Anybody familiar with housetron water softener? 

http://www.fluiddynamicsna.com/solutionsscalepreventionresidential.html


----------



## rjbphd (Feb 5, 2010)

plumberkc said:


> Anybody familiar with housetron water softener?
> 
> http://www.fluiddynamicsna.com/solutionsscalepreventionresidential.html


Tried to read up on it, sounds like another scam to me.


----------



## plumberkc (Jun 23, 2011)

My guy at Ferguson recommended it to me. He said it was the best option for a water softener.


----------



## SewerRat (Feb 26, 2011)

What's his history in water treatment? 

Do you think his profit margin might be better on this unit than others?


----------



## Master Mark (Aug 14, 2009)

*hogwash.....*



plumberkc said:


> Anybody familiar with housetron water softener?
> 
> http://www.fluiddynamicsna.com/solutionsscalepreventionresidential.html


 

that sounds like another load of hog-wash to me...
somehow this catialic converter softens the water
through that pipe..... 

this device ought to be added to the list below of other water treatment scams on the market



http://www.chem1.com/CQ/gallery.html


----------



## James420 (Nov 14, 2012)

Master Mark said:


> that sounds like another load of hog-wash to me...
> somehow this catialic converter softens the water
> through that pipe.....
> 
> ...


Don't I have one of those in my car?


----------



## victoryplbaz (May 19, 2012)

DUNBAR PLUMBING said:


> http://smg.photobucket.com/user/DUNBAR/media/114_zps85a26570.jpg.html


Installed a few of these and customers are very happy


----------



## Letterrip (Jul 28, 2013)

I'm a bit late to this thread, but we do a bit of water treatment. The traditional salt type softener is an ion exchange unit. It removes/exchanges one ion of calcium (or other hardness minerals common outside of the S. FL area) and deposits two sodium or potassium ions into the water 

The nuvo system works through chelation. As per the rep, it uses a compound based on citrus which it adds to the water to bind the calcium. As water flows by the cartridge, some is forced through it which pushes the compound into the water at a relatively measured dose. Since the calcium is not removed, it will still appear on shower doors and such. The difference is that it can be wiped off with a cloth rather than having to use products to dissolve the calcium. I haven't installed one. Still prefer traditional softener.


----------



## Lja1821 (Jul 27, 2013)

Kinetico makes a saltless system and is very good from what ive heard. I did not install one but i do know plumbers who sell them and install them here in nj and thyeve told me their customers are very satisfied although they are quite expensive.


----------



## Will (Jun 6, 2010)

At the moment there is no true replacement on the market for a water softener. Ion exchange is the only true option. If salt is a issue, install a RO System at drinking locations.


----------



## Letterrip (Jul 28, 2013)

Will said:


> At the moment there is no true replacement on the market for a water softener. Ion exchange is the only true option. If salt is a issue, install a RO System at drinking locations.

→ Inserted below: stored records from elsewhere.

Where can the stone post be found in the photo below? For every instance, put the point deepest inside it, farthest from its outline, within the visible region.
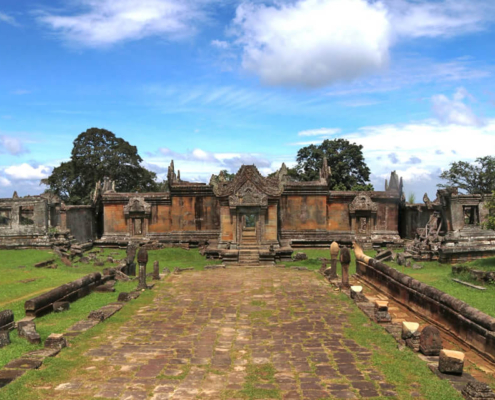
(334, 254)
(345, 260)
(142, 261)
(156, 271)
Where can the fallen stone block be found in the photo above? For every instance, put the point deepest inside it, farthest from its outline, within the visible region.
(24, 363)
(4, 338)
(300, 256)
(124, 297)
(60, 306)
(27, 330)
(430, 341)
(56, 340)
(9, 375)
(451, 362)
(476, 390)
(381, 312)
(409, 329)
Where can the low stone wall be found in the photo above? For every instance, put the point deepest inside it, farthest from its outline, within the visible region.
(467, 323)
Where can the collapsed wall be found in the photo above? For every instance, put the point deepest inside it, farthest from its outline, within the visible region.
(469, 324)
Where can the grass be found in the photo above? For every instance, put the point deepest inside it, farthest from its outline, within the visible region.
(399, 368)
(71, 362)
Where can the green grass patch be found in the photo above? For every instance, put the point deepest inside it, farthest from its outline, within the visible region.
(400, 368)
(71, 362)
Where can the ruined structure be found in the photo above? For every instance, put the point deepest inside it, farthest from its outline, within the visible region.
(251, 218)
(43, 221)
(448, 229)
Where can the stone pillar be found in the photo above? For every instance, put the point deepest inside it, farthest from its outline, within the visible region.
(334, 254)
(142, 261)
(345, 260)
(156, 271)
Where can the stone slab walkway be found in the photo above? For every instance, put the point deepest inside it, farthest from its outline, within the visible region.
(223, 333)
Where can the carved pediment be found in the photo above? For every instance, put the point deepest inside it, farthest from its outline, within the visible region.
(136, 206)
(363, 202)
(248, 195)
(249, 173)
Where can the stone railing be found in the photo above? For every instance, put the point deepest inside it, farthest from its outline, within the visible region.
(469, 324)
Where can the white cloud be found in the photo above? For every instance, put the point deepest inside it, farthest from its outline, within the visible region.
(12, 145)
(455, 111)
(26, 171)
(320, 132)
(107, 22)
(313, 42)
(8, 19)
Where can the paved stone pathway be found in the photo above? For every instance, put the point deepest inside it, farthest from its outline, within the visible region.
(212, 334)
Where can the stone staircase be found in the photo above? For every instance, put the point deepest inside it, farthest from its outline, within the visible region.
(249, 249)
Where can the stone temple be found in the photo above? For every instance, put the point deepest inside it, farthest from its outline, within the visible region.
(252, 219)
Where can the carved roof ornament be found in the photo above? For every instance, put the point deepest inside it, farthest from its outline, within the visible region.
(248, 195)
(363, 202)
(137, 205)
(272, 186)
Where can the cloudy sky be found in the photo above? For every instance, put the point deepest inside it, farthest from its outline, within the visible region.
(214, 84)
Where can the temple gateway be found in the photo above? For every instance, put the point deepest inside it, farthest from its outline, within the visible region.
(252, 219)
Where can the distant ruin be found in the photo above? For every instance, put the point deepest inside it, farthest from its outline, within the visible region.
(253, 219)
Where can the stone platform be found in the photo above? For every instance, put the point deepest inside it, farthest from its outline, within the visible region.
(206, 330)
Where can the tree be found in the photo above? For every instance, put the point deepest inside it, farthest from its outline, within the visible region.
(98, 153)
(346, 160)
(476, 178)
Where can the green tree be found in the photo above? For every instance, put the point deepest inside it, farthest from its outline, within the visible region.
(476, 178)
(96, 154)
(346, 160)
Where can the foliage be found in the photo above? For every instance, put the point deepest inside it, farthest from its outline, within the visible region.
(477, 178)
(96, 154)
(490, 220)
(346, 160)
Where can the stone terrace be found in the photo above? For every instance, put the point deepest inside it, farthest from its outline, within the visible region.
(207, 331)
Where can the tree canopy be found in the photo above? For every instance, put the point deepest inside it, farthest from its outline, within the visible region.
(96, 154)
(346, 160)
(477, 178)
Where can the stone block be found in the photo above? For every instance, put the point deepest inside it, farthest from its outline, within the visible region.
(124, 297)
(477, 390)
(4, 338)
(27, 330)
(56, 340)
(60, 306)
(409, 329)
(430, 342)
(451, 362)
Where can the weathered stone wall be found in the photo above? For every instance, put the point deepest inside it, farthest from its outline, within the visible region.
(81, 222)
(469, 324)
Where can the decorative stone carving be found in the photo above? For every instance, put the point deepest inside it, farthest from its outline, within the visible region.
(363, 202)
(137, 205)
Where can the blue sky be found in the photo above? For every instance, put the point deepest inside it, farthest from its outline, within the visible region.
(215, 84)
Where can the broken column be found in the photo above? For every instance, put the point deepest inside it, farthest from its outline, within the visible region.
(345, 260)
(4, 338)
(142, 261)
(430, 342)
(27, 330)
(411, 334)
(156, 271)
(334, 253)
(451, 362)
(381, 311)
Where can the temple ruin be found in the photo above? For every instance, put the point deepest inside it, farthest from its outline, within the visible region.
(252, 219)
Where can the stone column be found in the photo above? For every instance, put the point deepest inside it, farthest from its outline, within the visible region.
(156, 271)
(142, 261)
(334, 254)
(345, 260)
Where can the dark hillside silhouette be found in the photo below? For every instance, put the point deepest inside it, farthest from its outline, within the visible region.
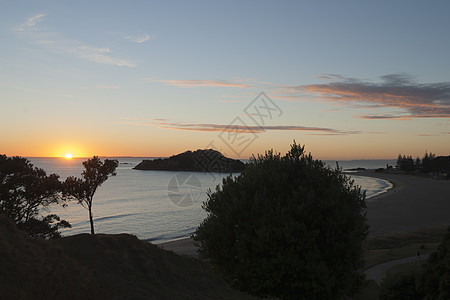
(198, 161)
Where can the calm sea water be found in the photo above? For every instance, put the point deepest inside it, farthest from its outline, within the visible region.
(157, 205)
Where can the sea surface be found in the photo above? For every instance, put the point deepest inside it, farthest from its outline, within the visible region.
(159, 206)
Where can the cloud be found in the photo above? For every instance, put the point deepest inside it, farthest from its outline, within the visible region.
(139, 39)
(198, 83)
(54, 42)
(31, 22)
(199, 127)
(98, 55)
(398, 91)
(112, 87)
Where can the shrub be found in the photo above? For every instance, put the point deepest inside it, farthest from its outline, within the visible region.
(286, 227)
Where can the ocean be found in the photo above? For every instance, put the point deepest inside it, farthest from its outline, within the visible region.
(158, 206)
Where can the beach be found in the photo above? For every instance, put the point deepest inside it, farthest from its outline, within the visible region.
(413, 203)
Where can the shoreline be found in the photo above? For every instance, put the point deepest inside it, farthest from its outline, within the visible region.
(412, 203)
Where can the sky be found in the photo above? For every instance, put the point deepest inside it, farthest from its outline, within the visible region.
(347, 79)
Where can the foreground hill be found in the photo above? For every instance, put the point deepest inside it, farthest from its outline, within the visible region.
(101, 267)
(207, 160)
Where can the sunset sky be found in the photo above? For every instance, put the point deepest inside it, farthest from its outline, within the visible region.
(349, 79)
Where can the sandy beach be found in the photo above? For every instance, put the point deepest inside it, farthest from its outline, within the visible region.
(413, 203)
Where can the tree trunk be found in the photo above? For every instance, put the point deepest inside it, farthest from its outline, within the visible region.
(91, 219)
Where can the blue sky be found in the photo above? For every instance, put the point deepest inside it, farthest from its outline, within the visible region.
(350, 79)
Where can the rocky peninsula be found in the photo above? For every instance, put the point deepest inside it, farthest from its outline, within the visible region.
(206, 160)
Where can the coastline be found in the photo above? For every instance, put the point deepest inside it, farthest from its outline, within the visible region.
(412, 203)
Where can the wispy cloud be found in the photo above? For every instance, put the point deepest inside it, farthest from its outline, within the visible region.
(198, 83)
(111, 87)
(208, 127)
(139, 39)
(54, 42)
(399, 91)
(31, 22)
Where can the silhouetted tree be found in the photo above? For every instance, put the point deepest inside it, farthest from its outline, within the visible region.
(287, 227)
(427, 162)
(24, 192)
(418, 163)
(95, 173)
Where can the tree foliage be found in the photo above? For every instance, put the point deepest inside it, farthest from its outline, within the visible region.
(286, 227)
(24, 192)
(83, 189)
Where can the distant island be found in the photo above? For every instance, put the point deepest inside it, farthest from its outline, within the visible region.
(207, 160)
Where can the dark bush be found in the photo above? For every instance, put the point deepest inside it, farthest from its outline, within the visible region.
(286, 227)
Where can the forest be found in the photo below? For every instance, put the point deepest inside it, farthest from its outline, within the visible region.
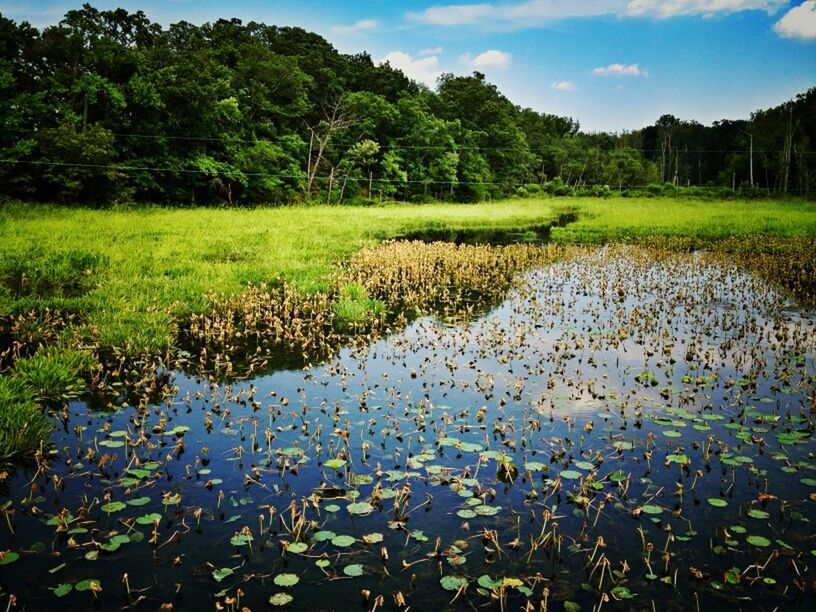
(108, 107)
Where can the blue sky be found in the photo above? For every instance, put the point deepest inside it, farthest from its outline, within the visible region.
(611, 64)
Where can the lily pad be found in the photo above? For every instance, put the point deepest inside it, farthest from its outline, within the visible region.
(453, 583)
(286, 579)
(281, 599)
(353, 570)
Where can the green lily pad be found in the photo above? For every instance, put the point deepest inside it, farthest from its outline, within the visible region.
(221, 573)
(359, 508)
(88, 585)
(343, 541)
(112, 507)
(297, 547)
(281, 599)
(286, 579)
(353, 570)
(453, 583)
(9, 558)
(758, 541)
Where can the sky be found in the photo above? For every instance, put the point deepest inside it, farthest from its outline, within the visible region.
(613, 65)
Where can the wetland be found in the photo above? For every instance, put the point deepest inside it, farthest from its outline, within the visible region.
(525, 426)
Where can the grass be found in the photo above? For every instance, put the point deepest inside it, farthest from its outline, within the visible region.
(619, 220)
(154, 266)
(125, 280)
(23, 425)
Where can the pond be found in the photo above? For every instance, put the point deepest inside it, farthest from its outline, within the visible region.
(628, 429)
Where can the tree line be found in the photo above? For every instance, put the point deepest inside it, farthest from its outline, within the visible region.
(108, 107)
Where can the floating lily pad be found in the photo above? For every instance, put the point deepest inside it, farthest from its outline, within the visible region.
(112, 507)
(297, 547)
(359, 508)
(343, 541)
(280, 599)
(221, 573)
(286, 579)
(758, 541)
(353, 570)
(453, 583)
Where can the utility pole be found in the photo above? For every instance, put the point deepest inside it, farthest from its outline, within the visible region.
(751, 154)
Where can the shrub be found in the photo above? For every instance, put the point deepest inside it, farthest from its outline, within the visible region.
(23, 425)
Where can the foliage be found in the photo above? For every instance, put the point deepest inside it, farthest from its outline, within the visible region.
(22, 423)
(54, 373)
(107, 107)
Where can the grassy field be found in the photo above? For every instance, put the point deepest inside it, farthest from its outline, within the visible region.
(619, 220)
(133, 274)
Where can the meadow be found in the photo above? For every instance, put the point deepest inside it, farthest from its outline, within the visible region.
(608, 405)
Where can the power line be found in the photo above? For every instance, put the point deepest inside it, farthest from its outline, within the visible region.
(554, 147)
(336, 179)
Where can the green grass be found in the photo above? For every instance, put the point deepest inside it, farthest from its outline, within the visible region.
(153, 266)
(615, 220)
(23, 425)
(133, 274)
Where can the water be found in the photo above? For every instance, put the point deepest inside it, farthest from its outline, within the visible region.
(625, 393)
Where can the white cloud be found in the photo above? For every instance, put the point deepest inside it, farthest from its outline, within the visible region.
(425, 70)
(431, 51)
(526, 13)
(360, 26)
(674, 8)
(620, 70)
(563, 86)
(492, 58)
(799, 22)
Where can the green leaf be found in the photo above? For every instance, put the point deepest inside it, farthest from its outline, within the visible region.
(112, 507)
(353, 570)
(85, 585)
(9, 558)
(486, 582)
(221, 573)
(280, 599)
(286, 579)
(343, 541)
(148, 519)
(759, 541)
(360, 508)
(453, 583)
(297, 547)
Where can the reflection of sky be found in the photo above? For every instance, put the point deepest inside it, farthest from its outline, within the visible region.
(372, 396)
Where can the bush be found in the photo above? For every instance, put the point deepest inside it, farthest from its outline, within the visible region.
(23, 426)
(53, 374)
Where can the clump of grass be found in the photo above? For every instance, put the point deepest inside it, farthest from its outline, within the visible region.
(32, 273)
(354, 308)
(22, 423)
(54, 373)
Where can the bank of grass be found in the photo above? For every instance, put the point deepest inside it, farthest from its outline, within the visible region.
(155, 266)
(623, 219)
(132, 275)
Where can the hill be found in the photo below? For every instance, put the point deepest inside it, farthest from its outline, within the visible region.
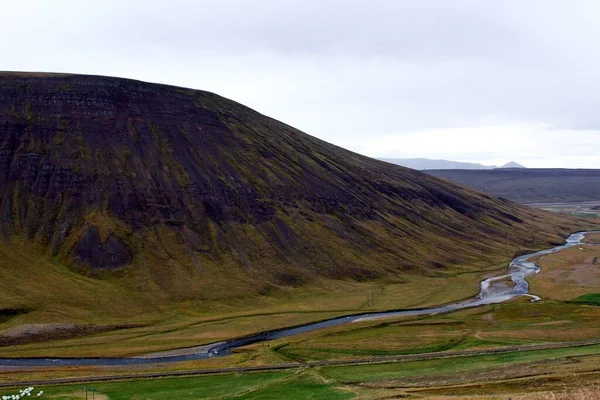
(131, 190)
(529, 185)
(512, 164)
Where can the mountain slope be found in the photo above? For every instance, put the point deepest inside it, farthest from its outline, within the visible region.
(184, 194)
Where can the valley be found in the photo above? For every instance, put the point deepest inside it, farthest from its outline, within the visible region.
(139, 218)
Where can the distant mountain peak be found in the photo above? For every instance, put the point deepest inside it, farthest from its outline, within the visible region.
(428, 164)
(513, 164)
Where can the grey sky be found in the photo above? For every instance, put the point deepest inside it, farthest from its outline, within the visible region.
(471, 80)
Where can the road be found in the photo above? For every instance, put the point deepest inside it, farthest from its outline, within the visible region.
(371, 360)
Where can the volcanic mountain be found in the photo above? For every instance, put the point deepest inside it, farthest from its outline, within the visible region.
(189, 195)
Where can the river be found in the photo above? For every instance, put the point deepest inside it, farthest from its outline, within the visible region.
(492, 290)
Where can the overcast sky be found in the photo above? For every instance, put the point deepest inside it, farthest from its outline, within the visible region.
(470, 80)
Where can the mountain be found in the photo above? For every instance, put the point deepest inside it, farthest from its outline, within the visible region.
(530, 185)
(181, 194)
(512, 164)
(425, 163)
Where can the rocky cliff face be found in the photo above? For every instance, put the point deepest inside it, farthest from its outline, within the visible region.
(94, 166)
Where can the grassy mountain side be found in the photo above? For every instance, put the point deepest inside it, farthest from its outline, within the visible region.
(183, 194)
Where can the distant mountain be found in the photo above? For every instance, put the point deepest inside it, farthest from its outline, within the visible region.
(530, 185)
(164, 193)
(512, 164)
(425, 163)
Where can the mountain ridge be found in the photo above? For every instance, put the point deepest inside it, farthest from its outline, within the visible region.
(424, 164)
(194, 192)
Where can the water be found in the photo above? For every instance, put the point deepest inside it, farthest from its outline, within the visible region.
(492, 290)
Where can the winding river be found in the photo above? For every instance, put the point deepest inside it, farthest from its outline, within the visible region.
(492, 290)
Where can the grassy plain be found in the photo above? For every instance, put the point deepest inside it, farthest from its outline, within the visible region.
(568, 311)
(517, 375)
(69, 297)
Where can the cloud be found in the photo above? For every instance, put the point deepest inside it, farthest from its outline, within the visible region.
(348, 71)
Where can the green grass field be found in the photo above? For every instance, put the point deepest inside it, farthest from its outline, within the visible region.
(271, 385)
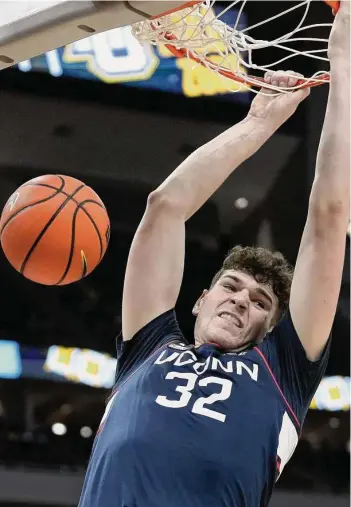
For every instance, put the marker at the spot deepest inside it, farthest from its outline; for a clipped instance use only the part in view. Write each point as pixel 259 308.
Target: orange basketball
pixel 54 230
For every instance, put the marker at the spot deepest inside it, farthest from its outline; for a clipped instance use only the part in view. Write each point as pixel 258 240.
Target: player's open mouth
pixel 230 317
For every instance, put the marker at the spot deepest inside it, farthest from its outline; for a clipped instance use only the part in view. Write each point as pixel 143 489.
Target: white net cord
pixel 202 33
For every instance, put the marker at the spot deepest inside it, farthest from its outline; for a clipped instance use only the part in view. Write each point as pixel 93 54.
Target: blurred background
pixel 120 117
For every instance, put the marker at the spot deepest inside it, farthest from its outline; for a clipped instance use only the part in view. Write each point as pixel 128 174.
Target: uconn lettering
pixel 211 364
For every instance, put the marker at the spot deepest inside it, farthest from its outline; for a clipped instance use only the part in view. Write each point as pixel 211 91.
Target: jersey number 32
pixel 201 404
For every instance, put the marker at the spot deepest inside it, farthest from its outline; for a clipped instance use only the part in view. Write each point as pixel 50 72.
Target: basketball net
pixel 198 32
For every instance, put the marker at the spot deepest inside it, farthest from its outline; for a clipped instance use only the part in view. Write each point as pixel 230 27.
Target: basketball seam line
pixel 45 228
pixel 58 190
pixel 73 235
pixel 62 191
pixel 79 204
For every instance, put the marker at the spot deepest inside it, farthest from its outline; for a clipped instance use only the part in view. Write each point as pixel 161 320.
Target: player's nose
pixel 240 300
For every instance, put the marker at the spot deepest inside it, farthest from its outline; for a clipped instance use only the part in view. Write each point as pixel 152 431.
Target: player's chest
pixel 207 385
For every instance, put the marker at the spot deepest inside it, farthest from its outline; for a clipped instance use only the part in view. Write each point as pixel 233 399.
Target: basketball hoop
pixel 197 31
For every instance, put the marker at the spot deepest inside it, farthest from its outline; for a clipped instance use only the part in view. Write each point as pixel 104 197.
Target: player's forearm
pixel 331 188
pixel 204 171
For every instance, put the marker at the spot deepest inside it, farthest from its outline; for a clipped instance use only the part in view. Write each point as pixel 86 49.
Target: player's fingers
pixel 268 76
pixel 293 78
pixel 283 79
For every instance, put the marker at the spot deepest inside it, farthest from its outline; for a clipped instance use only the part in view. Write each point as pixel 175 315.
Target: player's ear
pixel 199 303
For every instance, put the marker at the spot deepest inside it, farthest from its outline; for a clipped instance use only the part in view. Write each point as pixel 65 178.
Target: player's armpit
pixel 155 265
pixel 317 280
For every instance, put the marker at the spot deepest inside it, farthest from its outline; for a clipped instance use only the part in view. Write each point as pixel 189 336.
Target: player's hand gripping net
pixel 197 32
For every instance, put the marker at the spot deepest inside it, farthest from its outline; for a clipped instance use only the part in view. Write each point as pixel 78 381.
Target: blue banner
pixel 117 57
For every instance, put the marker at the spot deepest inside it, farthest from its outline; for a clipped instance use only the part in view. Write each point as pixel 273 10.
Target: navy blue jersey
pixel 199 427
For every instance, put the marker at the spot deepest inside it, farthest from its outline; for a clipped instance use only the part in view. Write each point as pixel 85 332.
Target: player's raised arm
pixel 155 265
pixel 317 280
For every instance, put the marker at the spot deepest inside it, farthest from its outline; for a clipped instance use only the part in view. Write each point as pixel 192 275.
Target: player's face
pixel 236 311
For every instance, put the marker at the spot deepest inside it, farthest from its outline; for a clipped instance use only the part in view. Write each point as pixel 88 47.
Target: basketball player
pixel 213 424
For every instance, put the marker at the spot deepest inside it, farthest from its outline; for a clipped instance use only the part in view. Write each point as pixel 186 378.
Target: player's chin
pixel 230 340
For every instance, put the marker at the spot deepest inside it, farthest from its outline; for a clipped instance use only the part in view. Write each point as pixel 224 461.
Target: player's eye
pixel 260 304
pixel 230 287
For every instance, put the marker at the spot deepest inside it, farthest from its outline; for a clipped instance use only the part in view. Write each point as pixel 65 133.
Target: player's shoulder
pixel 180 345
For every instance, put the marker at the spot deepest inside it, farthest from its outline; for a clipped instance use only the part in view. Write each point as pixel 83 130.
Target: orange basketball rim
pixel 184 31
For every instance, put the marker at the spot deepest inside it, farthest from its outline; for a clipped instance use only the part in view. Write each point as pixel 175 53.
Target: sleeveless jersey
pixel 199 427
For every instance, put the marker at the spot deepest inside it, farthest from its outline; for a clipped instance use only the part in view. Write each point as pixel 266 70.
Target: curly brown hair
pixel 265 266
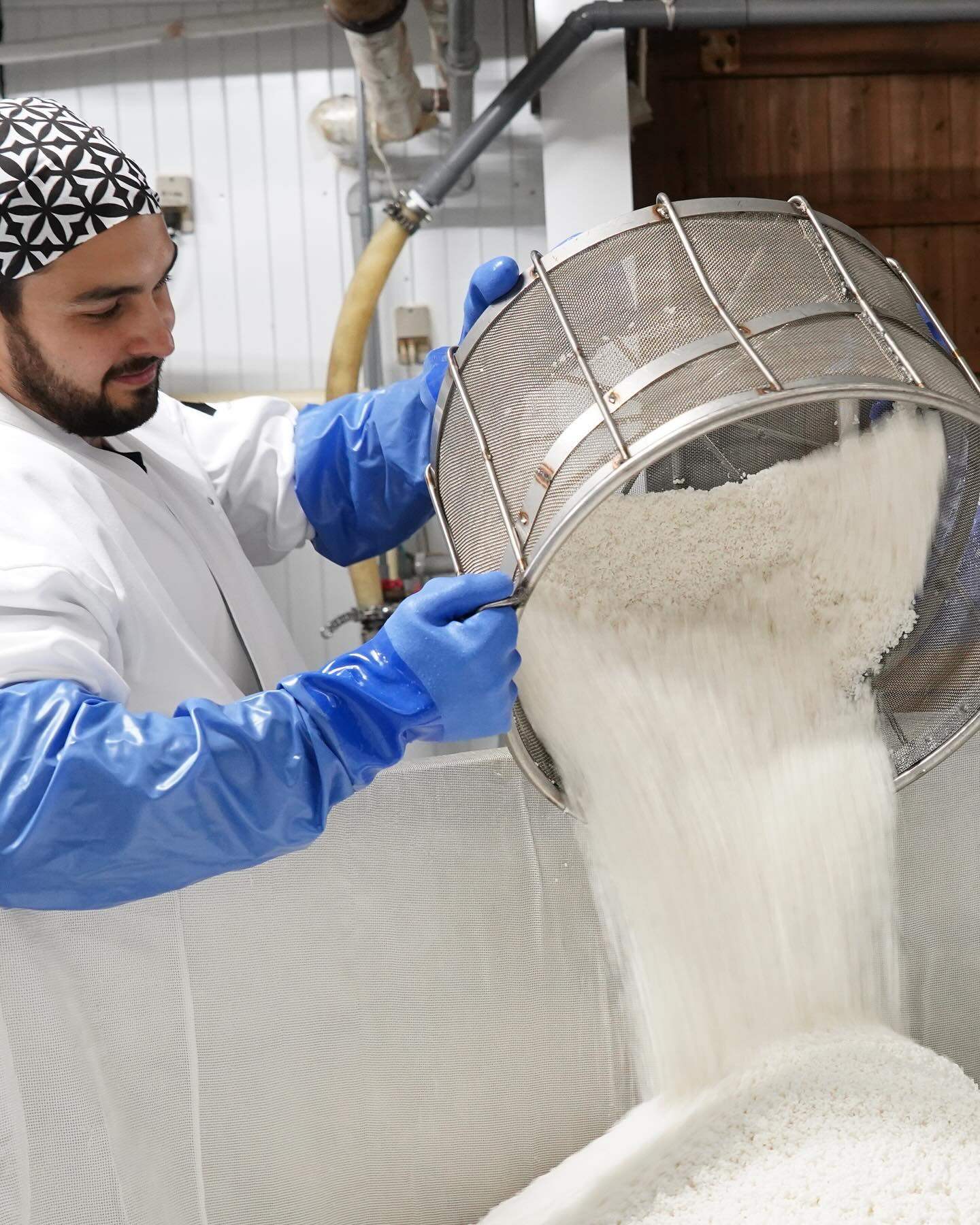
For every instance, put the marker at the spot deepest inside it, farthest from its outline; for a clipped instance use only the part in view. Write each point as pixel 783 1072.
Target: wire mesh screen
pixel 693 308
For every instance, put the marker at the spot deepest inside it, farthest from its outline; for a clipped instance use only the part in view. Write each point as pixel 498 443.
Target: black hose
pixel 436 183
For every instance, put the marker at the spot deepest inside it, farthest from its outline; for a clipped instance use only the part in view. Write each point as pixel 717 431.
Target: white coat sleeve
pixel 58 625
pixel 246 448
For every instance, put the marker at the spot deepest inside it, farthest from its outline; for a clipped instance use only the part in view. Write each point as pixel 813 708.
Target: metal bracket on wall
pixel 721 52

Or use Potassium Choride salt instead of Sodium Chloride. Hard to find and costs approx 4x as much, but is an option. Works equally and adds potassium to your water.


----------



## CaberTosser (Mar 7, 2013)

I had one industrious older customer who installed a come-along to an eye bolt in a joist over his water softener so that he could ratchet up the bags of salt despite his weakened state. It's not like a person can't just scoop in the salt a few cups at a time from the bag: Cut open bag, scoop out salt until the bag is light enough to lift and then dump that in. It's not rocket science. I could see the part about having to get the salt home from the store without assistance though.


----------



## jc-htownplumber (Feb 29, 2012)

tungsten plumb said:


> Is that one of those as seen on tv systems? Did you order it online?


That's where I saw it first. The our supply house state carrying them


----------